Mariana Da Silva Gabriel
Mariana Da Silva Gabriel (She/Her) is a musicology PhD student at the University of California, Davis. Originally from Portugal, Mariana moved to the United Kingdom at the age of six. She received her bachelor’s degree from Cardiff University and her master’s from the University of Oxford. Her research interests are in the interplay between music and politics under authoritarian regimes, and music-making as a societal response to those regimes.

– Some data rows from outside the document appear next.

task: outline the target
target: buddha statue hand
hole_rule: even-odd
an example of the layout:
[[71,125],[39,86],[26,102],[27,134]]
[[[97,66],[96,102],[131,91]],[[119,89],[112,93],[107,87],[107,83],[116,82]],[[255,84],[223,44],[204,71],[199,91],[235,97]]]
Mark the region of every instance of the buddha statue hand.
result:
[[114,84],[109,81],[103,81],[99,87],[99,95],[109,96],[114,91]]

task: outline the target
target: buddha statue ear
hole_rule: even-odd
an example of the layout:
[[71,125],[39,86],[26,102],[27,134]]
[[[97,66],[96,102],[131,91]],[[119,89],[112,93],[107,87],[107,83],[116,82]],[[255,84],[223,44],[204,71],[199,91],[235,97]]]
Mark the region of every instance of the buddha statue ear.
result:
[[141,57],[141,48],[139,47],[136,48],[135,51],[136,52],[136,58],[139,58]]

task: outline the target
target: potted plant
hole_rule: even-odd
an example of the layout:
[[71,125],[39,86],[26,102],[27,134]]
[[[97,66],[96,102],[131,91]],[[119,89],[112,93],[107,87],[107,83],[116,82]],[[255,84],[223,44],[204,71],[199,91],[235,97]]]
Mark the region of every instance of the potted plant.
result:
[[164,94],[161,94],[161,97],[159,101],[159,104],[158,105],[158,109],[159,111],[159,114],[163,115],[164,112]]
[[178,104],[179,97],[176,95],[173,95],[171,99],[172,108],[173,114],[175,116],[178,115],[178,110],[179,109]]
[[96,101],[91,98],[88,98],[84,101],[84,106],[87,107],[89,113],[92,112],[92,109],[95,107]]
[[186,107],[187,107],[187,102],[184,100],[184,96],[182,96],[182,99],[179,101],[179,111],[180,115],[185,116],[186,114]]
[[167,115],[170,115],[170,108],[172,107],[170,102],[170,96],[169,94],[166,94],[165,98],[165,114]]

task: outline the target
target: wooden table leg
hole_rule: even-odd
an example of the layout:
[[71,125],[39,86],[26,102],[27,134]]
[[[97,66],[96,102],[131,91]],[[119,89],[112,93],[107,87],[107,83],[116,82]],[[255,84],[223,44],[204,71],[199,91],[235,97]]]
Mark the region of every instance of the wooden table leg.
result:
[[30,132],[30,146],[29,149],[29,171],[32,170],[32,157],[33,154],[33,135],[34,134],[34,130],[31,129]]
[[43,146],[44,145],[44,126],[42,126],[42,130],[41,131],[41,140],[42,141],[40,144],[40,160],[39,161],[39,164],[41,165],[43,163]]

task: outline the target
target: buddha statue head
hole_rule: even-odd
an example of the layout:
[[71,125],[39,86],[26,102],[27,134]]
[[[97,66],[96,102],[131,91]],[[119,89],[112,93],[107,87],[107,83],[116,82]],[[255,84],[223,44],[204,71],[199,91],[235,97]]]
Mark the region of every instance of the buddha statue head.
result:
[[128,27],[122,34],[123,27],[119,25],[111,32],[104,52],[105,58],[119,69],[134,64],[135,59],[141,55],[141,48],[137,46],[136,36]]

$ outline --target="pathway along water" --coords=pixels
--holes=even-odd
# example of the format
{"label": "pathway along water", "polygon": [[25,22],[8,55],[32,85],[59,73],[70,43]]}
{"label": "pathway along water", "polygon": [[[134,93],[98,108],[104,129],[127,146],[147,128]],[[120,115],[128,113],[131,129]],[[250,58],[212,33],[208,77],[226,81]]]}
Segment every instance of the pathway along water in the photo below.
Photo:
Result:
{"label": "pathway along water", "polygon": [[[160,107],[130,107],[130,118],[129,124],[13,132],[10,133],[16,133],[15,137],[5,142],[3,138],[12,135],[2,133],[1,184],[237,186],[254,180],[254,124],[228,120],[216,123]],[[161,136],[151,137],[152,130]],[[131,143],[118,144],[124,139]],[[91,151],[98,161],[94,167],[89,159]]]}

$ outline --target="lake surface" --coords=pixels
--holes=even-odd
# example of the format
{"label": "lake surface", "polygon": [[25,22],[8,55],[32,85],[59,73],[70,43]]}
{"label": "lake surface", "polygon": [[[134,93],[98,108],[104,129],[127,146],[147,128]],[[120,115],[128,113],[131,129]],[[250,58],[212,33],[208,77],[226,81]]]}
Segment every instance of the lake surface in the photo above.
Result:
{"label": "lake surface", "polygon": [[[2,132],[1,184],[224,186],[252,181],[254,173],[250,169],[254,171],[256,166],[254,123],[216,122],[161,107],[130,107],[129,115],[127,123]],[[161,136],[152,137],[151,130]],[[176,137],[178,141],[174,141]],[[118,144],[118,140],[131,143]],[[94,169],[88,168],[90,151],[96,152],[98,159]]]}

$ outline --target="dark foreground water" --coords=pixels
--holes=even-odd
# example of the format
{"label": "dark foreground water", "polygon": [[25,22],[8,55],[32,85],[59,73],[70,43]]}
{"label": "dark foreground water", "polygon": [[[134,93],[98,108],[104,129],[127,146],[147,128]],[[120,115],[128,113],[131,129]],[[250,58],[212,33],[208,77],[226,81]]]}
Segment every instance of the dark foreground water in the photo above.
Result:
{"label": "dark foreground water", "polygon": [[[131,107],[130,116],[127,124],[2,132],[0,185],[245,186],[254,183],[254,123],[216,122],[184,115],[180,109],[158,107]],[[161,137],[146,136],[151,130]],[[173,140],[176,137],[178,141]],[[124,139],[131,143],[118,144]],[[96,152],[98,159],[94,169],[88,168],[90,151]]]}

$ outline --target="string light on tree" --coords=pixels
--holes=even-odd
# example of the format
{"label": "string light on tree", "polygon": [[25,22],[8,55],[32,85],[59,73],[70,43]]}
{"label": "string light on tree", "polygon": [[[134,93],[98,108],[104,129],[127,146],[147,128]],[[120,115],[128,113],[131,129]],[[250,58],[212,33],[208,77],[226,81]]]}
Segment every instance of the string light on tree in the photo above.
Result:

Her undergraduate dissertation(s) focused on music as a means of propaganda in Nazi and Soviet Newsreels during World War II and a unique “three-dimensional” (as a native Portuguese in the diaspora, a female performer, and musicologist) study on Fado and a Portuguese urban folk genre. During her Master’s, she combined her two dissertations and delved into the propagandist use of Fado during the Portuguese dictatorship. Studying under Professor Jason Stanyek, she researched and dissected the Brazilian song Cálice, written under the Brazilian dictatorship, now widely regarded as a protest anthem. Complementing this study, her final thesis focused on the use of Fado as “covert” and “subversive” protest music during the dictatorship.
Mariana is also a regular and keen performer, having sung in many contexts and locations (ranging from the O2 Arena and Royal Albert Hall in London to a choir tour in China). She is also a piano, voice, and music theory teacher and a lover of rescue dogs.